Histórias que não foram escritas

Orestes Nigro

"Como partiam deste mundo nossos antepassados"

Na crônica de nº 070 falei sobre como vinham ao mundo os bebês da antiga Itápolis; por que não falar sobre como partiam deste mundo, nossos avós?

Como digo sempre e repito agora, a nossa mais tenra Itápolis era um mundo diferente do de hoje. Nos idos anos da primeira metade do Século XX, época dos imigrantes ainda emergentes, dos brasileiros caboclos de quatro costados, a morte era tratada com uma solenidade marcante, digna de uma reverência que atravessava meses, às vezes anos.

Na cidade como no campo a simples aproximação da morte de um parente, de um amigo ou de um simples conhecido já preparava as pessoas ao culto da homenagem; a decadência física, a doença grave e quase todas as doenças eram graves então, tudo levava à vigília da espera do desenlace. Quando este acontecia para alguém, toda a cidade se enlutava, eram raros os que ficavam indiferentes.

- “Morreu Fulano!”. - “Dona Cicrana morreu!” Eram anúncios que atingiam todas as pessoas. Nas vizinhanças do falecido nem era necessário o anúncio, pois o aglomerado de pessoas dentro e ao redor da casa já anunciavam o triste acontecimento. O velório acontecia ali, na sala principal da casa, sem necessidade de anúncio, de marcação de horário. Não havia, na época, clima para a instalação de um velório público, isto seria visto como um verdadeiro sacrilégio! O falecido era mantido em sua morada, rodeado dos parentes, dos vizinhos, dos amigos e dos curiosos, mas ali, na casa que foi dele.

O clima em torno do falecimento de alguém era de profunda consternação, expressa no olhar, nas palavras ditas em sussurro, no profundo respeito a tudo que envolvesse o morto. Nem se imaginava deixar o defunto abandonado na sala do velório como acontece hoje. Nem pensar em ligar o rádio, cantarolar alguma coisa, falar alto que fosse.

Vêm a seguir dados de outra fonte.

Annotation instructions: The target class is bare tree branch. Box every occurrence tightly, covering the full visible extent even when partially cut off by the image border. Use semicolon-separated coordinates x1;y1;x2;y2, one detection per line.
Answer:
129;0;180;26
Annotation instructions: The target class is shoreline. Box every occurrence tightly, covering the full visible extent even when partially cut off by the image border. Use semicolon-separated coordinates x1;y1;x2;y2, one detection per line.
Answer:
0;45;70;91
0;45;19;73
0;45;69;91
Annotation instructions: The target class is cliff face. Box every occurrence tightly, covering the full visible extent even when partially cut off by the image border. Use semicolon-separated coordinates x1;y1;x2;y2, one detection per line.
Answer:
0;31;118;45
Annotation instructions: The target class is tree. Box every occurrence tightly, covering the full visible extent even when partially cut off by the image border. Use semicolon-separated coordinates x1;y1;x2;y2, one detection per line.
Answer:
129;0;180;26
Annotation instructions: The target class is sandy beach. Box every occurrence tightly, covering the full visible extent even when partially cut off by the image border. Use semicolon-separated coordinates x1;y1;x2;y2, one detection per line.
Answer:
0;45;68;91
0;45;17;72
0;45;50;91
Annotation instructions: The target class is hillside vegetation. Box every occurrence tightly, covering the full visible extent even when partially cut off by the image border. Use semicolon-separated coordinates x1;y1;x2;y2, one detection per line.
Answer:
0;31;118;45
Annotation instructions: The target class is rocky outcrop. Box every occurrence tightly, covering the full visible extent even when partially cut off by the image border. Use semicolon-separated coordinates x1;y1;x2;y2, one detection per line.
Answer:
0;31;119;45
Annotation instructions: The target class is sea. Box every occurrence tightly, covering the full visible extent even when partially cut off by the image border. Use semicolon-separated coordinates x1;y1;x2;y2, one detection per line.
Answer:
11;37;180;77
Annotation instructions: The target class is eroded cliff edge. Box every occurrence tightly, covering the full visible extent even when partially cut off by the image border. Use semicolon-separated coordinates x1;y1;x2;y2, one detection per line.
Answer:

Isto tudo acontecia, esta atmosfera de tristeza e condolência, sem que ninguém achasse um exagero, era o costume, as pessoas viam assim a perda de alguém. Os pêsames eram ditos com firmeza, a mão apertava a mão com convicção e não era raro verem-se lágrimas umedecendo as faces dos presentes.

Mulheres de vestidos pretos, de um negror sem brilho, opaco como a tristeza, Rostos lavados, unhas limpas de esmaltes, atitude circunspecta, o luto fechado devia demorar seis meses, findos os quais iniciava-se o luto leve, podendo-se mesclar o preto e o branco nas vestimentas

A hora de fechar o caixão era o clímax da tristeza, não envolvia apenas a família, mas todos os presentes. O féretro seguia pelas ruas, o caixão era levado a pé, as lojas baixavam as portas, as calçadas eram pontilhadas de circunstantes que paravam e acompanhavam o séquito de modo respeitoso. O dobrar contínuo do sino da matriz dava o tom, aquilo era um momento a reverenciar, alguém que “conviveu conosco” estava nos deixando, não só ele era personagem, “nós todos éramos participantes daquela despedida”.

 

Jogado sobre a cova o último punhado de terra, encerrado o sepultamento, a família iniciava o reverente luto. Homens de camisa preta, tanto para o trabalho como para a vida social. Mulheres de vestidos pretos, de um negror sem brilho, opaco como a tristeza, Rostos lavados, unhas limpas de esmaltes, atitude circunspecta, o luto fechado devia demorar seis meses, findos os quais iniciava-se o luto leve, podendo-se mesclar o preto e o branco nas vestimentas, os homens trocavam a camisa preta por uma faixa de luto na lapela do paletó ou no bolso da camisa. Isto durava um ano, findo o qual, a maioria voltava às vestimentas normais a todas as pessoas. Alguns mantinham por mais longo tempo o luto leve, algumas pessoas, não muito raras, nunca mais deixaram o luto.

Morrer, naquele tempo, era um ato digno de registro na vida e na consideração do falecido. Alguns, principalmente os simples, tinham neste registro o único destaque de toda uma vida, mas tinha este destaque, por mais simples que ele fosse, por mais pobre tenha sido em vida, a cidade não discriminava ninguém nesta hora. Era mais digno morrer naquela época! Podem ter certeza!